Despite its soaring popularity, this ficus species is known to be a more arduous houseplant to master. Like all domesticated plants, it requires the right conditions to grow, including adequate sunlight, nutritious soil, ample watering, and routine pruning and shaping as needed. With these many steps involved in plant care, mistakes are inevitable.

However, just because mishaps are likely, especially when growing a new plant for the first time, doesn't mean you're doomed for failure. Luckily, many other gardeners before you have already made many of these mistakes. Rather than make the same ones yourself, you can learn from their experiences and skip the hardships involved.
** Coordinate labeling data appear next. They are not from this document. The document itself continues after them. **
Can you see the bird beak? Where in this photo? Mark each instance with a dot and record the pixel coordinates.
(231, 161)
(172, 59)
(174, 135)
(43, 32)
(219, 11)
Learn more below about common gardening troubles associated with fiddle leaf figs.

Underestimating how fast and tall they grow

Fiddle leaf figs are commonly classified as houseplants, which implies they are grown indoors and in pots. While this may be true, these plants aren't necessarily like other popular houseplants. They don't work as small accent pieces for shelves and tabletops, as they often grow to heights of at least 6 feet tall and 4 feet wide. In fact, their outdoor counterparts often reach over 50 feet when they hit maturity.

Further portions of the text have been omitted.